Once hunted down by Labour leader Alfred Sant over Mistragate in 2008, Jeffrey Pullicino Orlando is now running on the Labour ticket

Guess who's running with Labour? Jeffrey Pullicino Orlando, once a PN MP, is now contesting the general elections on a PL ticket
Guess who's running with Labour? Jeffrey Pullicino Orlando, once a PN MP, is now contesting the general elections on a PL ticket

Just 30 minutes before the Electoral Commission stop receiving nominations by candidates for the general elections, former Nationalist MP Jeffrey Pullicino Orlando turned up at the Counting Hall Complex in Naxxar to submit his nomination.

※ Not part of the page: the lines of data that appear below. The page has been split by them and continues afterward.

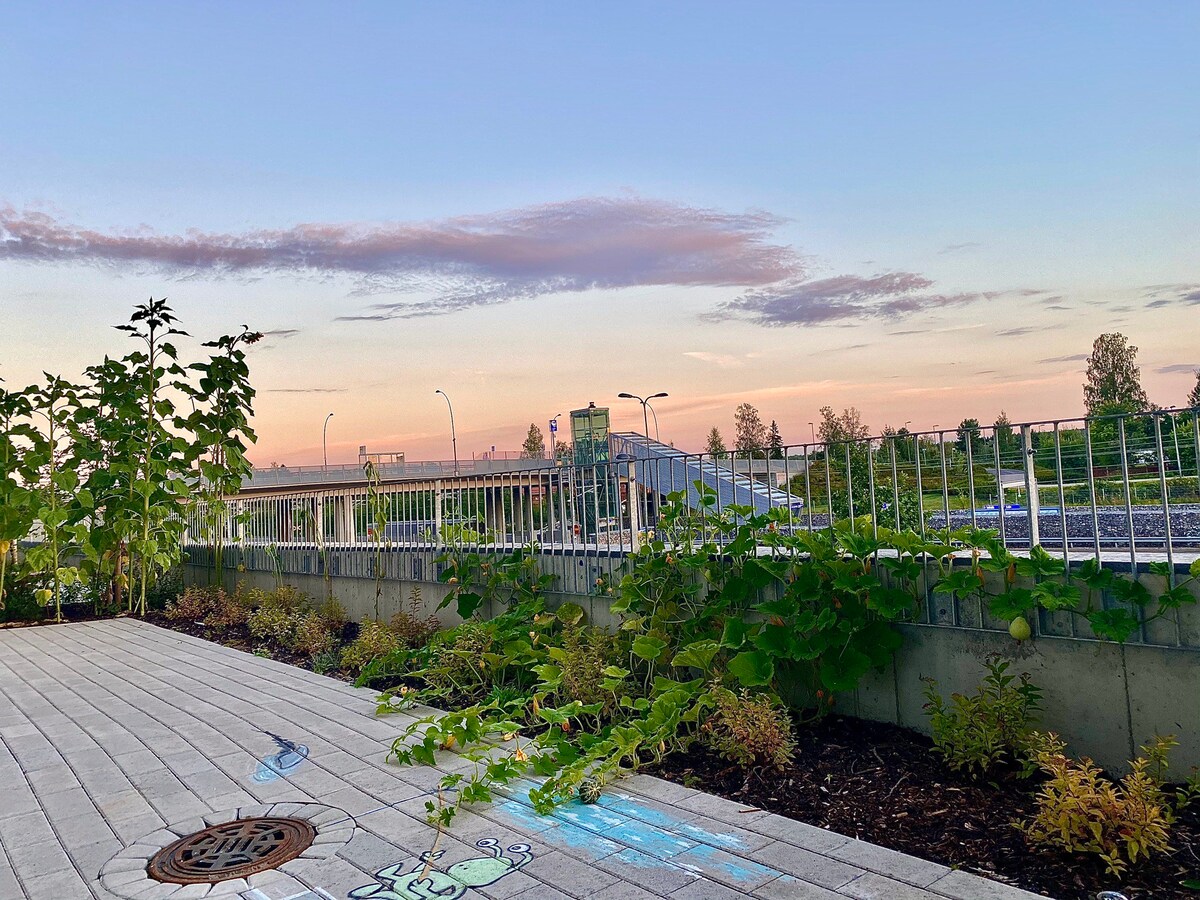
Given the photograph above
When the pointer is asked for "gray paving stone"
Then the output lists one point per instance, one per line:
(654, 875)
(90, 857)
(873, 886)
(807, 865)
(55, 886)
(889, 863)
(785, 887)
(706, 891)
(544, 892)
(964, 886)
(151, 727)
(819, 840)
(567, 874)
(624, 891)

Pullicino Orlando, once hunted down by the PL over Mistragate, has decided to contest the seventh district on the Labour Party ticket.

Contacted by MaltaToday, Pullicino Orlando confirmed that he had decided to run for elections in “a decision that was certainly not easy”.

“Joseph Muscat has encouraged me to contest with the Labour Party. I truly believe that Muscat should continue leading the party and so I’ve accepted,” Pullicino Orlando said, adding that polls he commissioned on the seventh district received positive feedback.

But the former MP - who fell out with the Nationalist Party in 2012 when he resigned from the party - had been the target of the PL's electoral campaign in 2008, when then leader Alfred Sant accused him of corruption.

Asked whether it was ironic that, once persecuted by Labour he was now running with them, Pullicino Orlando replied: “It was evident that the Nationalist Party was using me to win the elections. The PN was going to lose and they used me to win the election.”

He added that submitting the nomination at the eleventh hour showed “that I thought this decision through”.

Asked whether he would do to Labour what he did to the PN, Pullicino Orlando reiterated that, from 2008 onwards, the PN had persecuted him. “Because I didn’t agree with what it was doing, the PN persecuted my family. I became the victim of personal attacks leading me to take the difficult decision of becoming an independent MP. But I’ve been working with [Muscat] for the past four years and I believe that he should continue leading the country.”